[s]Problem still persists with Linux 5.2.11 and Nvidia drivers 435.21…
It’s becoming very frustrating, since I’m literally afraid of logging off or rebooting the system. The only way to shutdown the system is by using SysRq…[/s]
I’m taking this back. It seems that 435.21 does work fine. I’ve rebooted 4 times and the reboot times are normal. I’ll have to test some more.

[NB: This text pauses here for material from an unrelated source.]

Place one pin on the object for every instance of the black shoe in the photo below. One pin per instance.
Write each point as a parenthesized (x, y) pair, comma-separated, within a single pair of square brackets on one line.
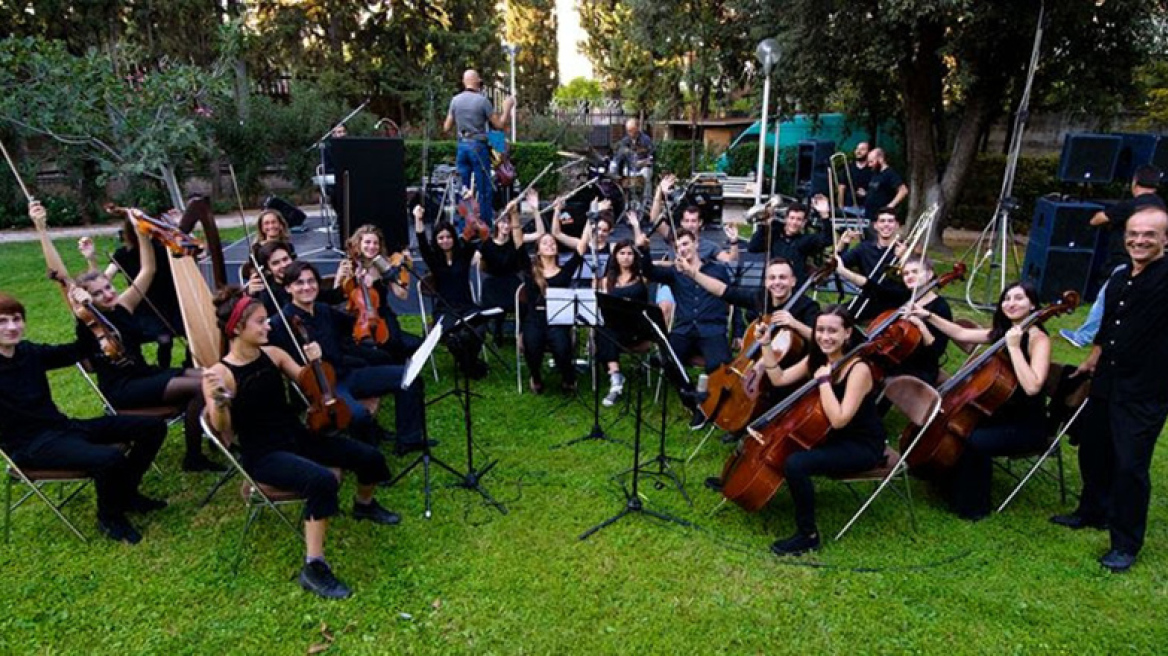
[(143, 503), (795, 545), (375, 513), (200, 462), (317, 578), (1117, 560), (1075, 522), (117, 528), (405, 448)]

Unfortunately, while I thought that version 435.21 of the drivers solved the issue for me, it didn’t. Last night, I clicked to shutdown the system, the graphical screen disappeared, the initial console with the kernel messages appeared and it stayed there. While at that point, I’d use SysRq to shutdown the system (from the point in time that this whole issue started appearing), I gave it a chance and left it there just in case it shuts down by itself. Unfortunately it didn’t and not only that, but after 4 minutes when I tried to issue SysRq, the system was locked. No NumLock switch in the keyboard worked, no SysRq, nothing. I had to forcibly shut it down by the power button.
That’s a very sad experience by the nvidia drivers. I wish I could provide Nvidia with more information that would help in identifying the root cause of the issue.
@amrits, is there a way to provide you with more information?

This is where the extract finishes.